Homework 06

Author

Peter Ralph

Published

February 9, 2026

Parsing text

In this homework, I’d like you to parse some text. Specifically, please find the script to a movie on IMsDB, and write python code that

  • downloads the HTML page with the script of the movie on it; and
  • parses the HTML and extracts the script, in a nice data-friendly form.

The output should include - and, distinguish - both set direction and dialog, and should provide available context (e.g., who says what lines). Specifically, I’d like your script to output two things:

  • A text file, with one line per “chunk of text” in the script.
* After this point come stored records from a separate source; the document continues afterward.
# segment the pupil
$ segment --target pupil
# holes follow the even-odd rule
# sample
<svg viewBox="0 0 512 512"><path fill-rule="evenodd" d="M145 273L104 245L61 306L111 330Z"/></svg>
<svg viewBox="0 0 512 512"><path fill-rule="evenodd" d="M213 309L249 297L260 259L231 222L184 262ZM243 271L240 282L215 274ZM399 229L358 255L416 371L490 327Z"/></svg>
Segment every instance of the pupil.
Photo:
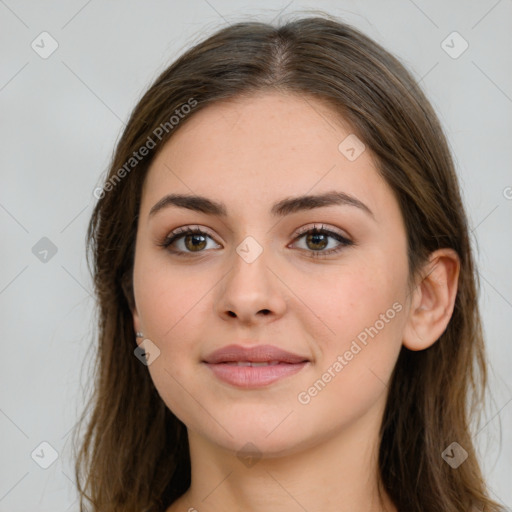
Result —
<svg viewBox="0 0 512 512"><path fill-rule="evenodd" d="M185 240L185 245L187 246L187 249L191 249L191 250L194 250L194 249L203 249L204 247L204 244L205 244L205 241L204 241L204 236L203 235L188 235L186 237L186 240ZM202 240L200 240L202 239ZM187 242L190 242L190 240L194 240L190 246Z"/></svg>
<svg viewBox="0 0 512 512"><path fill-rule="evenodd" d="M322 240L319 241L318 240L319 238L321 238ZM307 241L308 241L308 243L313 241L312 243L314 245L315 244L320 244L320 247L317 247L316 249L323 249L327 245L327 242L326 242L325 238L326 237L325 237L325 235L323 233L313 233L313 234L308 235Z"/></svg>

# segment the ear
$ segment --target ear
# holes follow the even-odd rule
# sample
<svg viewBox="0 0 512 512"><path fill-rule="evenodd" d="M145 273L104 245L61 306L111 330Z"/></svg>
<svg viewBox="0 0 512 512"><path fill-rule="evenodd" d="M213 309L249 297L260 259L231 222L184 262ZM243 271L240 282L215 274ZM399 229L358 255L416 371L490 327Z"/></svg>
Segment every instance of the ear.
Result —
<svg viewBox="0 0 512 512"><path fill-rule="evenodd" d="M460 260L453 249L434 251L412 292L403 344L409 350L424 350L446 330L452 317Z"/></svg>
<svg viewBox="0 0 512 512"><path fill-rule="evenodd" d="M128 307L132 312L133 317L133 329L135 332L143 331L142 322L139 317L139 312L137 311L137 306L135 304L135 296L133 293L133 281L132 276L130 274L123 275L121 279L121 288L123 290L126 301L128 302Z"/></svg>
<svg viewBox="0 0 512 512"><path fill-rule="evenodd" d="M132 310L132 317L133 317L133 330L135 332L143 332L144 329L142 328L142 325L141 325L141 321L140 321L140 317L139 317L139 312L137 311L137 308L134 307Z"/></svg>

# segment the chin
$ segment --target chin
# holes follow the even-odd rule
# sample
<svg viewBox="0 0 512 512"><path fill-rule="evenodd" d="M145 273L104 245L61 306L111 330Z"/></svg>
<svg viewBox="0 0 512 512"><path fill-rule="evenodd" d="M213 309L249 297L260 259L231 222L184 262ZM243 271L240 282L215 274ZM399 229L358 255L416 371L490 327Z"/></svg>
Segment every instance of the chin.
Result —
<svg viewBox="0 0 512 512"><path fill-rule="evenodd" d="M223 426L229 433L215 422L215 426L208 422L207 426L201 424L201 428L194 430L209 442L239 456L244 456L247 452L246 455L252 454L256 457L284 457L316 444L314 432L311 432L307 425L301 426L301 422L297 421L298 416L295 421L292 420L296 413L292 412L286 418L289 412L280 414L279 418L258 418L254 411L252 415L239 413L232 419L225 416L229 419Z"/></svg>

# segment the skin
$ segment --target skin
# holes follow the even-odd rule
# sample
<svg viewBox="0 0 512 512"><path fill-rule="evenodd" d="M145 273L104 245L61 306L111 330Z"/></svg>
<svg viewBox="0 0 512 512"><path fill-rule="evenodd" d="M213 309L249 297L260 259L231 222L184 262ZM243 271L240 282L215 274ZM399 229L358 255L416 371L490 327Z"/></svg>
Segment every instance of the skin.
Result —
<svg viewBox="0 0 512 512"><path fill-rule="evenodd" d="M354 161L338 150L351 133L317 99L258 93L194 113L149 169L134 328L160 350L148 369L187 426L192 463L190 489L167 512L396 511L377 491L387 384L402 345L423 350L446 328L459 262L449 249L436 251L423 269L427 277L408 288L398 203L368 148ZM284 198L331 190L355 196L373 216L349 205L270 213ZM169 206L150 216L169 193L206 196L224 203L228 215ZM298 239L297 230L322 224L354 245L311 257L318 245ZM186 256L158 245L186 226L207 231L200 252L184 238L173 247ZM263 249L252 263L236 252L247 236ZM340 246L326 240L323 251ZM329 367L332 375L337 357L396 303L401 311L300 403L299 393ZM270 386L235 388L201 362L231 343L273 344L310 363ZM252 464L243 459L247 443L258 451Z"/></svg>

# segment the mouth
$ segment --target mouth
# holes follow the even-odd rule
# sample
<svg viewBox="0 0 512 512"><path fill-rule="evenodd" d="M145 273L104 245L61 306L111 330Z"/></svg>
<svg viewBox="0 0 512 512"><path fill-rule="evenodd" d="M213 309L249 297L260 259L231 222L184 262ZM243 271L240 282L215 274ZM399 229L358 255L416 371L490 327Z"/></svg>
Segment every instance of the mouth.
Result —
<svg viewBox="0 0 512 512"><path fill-rule="evenodd" d="M252 348L229 345L211 353L203 363L221 381L248 389L268 386L290 377L301 371L310 361L304 356L272 345Z"/></svg>
<svg viewBox="0 0 512 512"><path fill-rule="evenodd" d="M276 364L283 364L283 361L225 361L218 364L228 364L229 366L275 366Z"/></svg>
<svg viewBox="0 0 512 512"><path fill-rule="evenodd" d="M205 363L235 363L248 366L254 363L280 364L280 363L303 363L308 358L293 352L288 352L273 345L256 345L244 347L242 345L227 345L204 358Z"/></svg>
<svg viewBox="0 0 512 512"><path fill-rule="evenodd" d="M309 362L283 363L232 361L229 363L206 363L213 375L221 381L239 388L260 388L300 372Z"/></svg>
The “chunks of text” would be the words spoken by a character, the set directions, or perhaps other annotations (e.g., settings; scene names).

  • A CSV file with the same number of lines as the text file, which has for each corresponding line in the text file, at least:

    1. what kind of line is it (e.g., “direction”, “dialog”, “setting”);
    2. who says the line, if it is dialog;
    3. other information (e.g., what the setting is, if it is describing the setting).

Note: all of the words spoken by a single character, uninterrupted, should be in one line, even though this may be spread across a paragraph with interspersed linebreaks in the script.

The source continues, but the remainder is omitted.